A central bank that is government-owned (like the Bank of Canada) regulates private banks, regulates the money supply, and has such large liquid assets at its command that it can intervene directly.  The Fed needs an Act of Congress (TARP anyone?) to take the kind of action that the Royal Bank took. 

The market ideology of the US has mitigated against such banks.  The Fed was set up as a kind of compromise between those who wanted a government-owned bank and those who did not.  Again, it does serve many of the same functions.  But because the people running the government now (and under Obama) are conservatives market types, it is unlikely that they will seize this opportunity.
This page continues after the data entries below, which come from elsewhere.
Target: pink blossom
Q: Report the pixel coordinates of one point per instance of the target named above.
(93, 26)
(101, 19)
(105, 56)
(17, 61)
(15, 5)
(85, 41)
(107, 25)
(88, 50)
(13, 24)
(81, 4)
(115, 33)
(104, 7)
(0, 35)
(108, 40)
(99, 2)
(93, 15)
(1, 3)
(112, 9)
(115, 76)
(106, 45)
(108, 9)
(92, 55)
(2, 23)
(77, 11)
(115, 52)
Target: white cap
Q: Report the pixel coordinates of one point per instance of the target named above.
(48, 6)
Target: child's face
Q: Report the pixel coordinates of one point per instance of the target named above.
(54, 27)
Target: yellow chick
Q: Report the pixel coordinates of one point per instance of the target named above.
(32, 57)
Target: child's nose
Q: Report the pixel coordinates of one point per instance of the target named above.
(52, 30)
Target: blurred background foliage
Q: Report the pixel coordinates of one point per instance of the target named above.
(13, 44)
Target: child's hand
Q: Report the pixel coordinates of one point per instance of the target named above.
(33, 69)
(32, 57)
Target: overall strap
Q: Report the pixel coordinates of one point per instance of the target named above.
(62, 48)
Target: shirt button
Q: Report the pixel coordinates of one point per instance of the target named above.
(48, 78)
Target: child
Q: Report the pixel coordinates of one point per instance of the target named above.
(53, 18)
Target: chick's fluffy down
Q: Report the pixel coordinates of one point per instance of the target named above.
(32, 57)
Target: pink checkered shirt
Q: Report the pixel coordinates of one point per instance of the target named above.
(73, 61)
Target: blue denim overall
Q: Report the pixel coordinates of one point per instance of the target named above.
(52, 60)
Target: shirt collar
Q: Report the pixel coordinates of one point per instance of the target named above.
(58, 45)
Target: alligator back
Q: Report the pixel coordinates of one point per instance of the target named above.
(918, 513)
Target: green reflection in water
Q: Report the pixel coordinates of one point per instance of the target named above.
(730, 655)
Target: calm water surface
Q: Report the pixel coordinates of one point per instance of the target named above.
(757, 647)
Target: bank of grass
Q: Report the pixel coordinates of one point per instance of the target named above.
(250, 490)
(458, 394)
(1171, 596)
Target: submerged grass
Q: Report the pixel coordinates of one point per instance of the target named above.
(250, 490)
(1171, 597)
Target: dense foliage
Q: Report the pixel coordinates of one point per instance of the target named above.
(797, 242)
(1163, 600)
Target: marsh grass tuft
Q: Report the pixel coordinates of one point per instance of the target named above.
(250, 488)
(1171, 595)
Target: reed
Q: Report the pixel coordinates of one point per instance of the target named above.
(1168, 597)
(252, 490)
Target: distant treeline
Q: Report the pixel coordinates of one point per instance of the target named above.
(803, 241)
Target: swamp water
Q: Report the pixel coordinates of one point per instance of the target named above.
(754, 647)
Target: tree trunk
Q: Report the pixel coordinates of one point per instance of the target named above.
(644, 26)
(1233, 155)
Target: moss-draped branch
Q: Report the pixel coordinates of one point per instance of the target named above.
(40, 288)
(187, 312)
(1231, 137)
And it is an opportunity that is worth talking about.  Better (not necessarily more, but smarter) regulation, nimbler response, more revenue for taxpayers, and above all, greater stability in the market.  Here's one example I've heard:  if the US government had a central bank--with all the assets and liquidity that go with it--then if short sellers were ganging up on an otherwise sound company to drive its stock down, the bank could intervene and buy such massive quantities of stock that the shortsellers would not be able to destroy the company.  Currently the market is not reflecting the true value of many of the companies on the exchange--this is not due solely to the exotic securitization that led to the mortgage finance collapse but also to the abilty of heavily capitalized hedge funds to throw their weight around regardless of underlying fundamentals.  Only a government-owned bank would have the ability and the incentive to offset these destabilizing efforts.

Of course, free-market ideologues will consider such interventions to be anathema.  Even Josh seems to think (reflexively) that government ownership of banks should be short-lived (why, exactly, Josh?).  But wouldn't a central bank buying assets for the taxpayers (I don't mean Treasuries but other banks, buying stocks in companies, etc.)  be better than simply throwing taxpayer money at banks in the hopes that they will start lending again (and when they don't, throwing more money at them)? 

I would like to hear someone like Krugman weigh in on these issues.  Thanks for bringing them up again, Josh.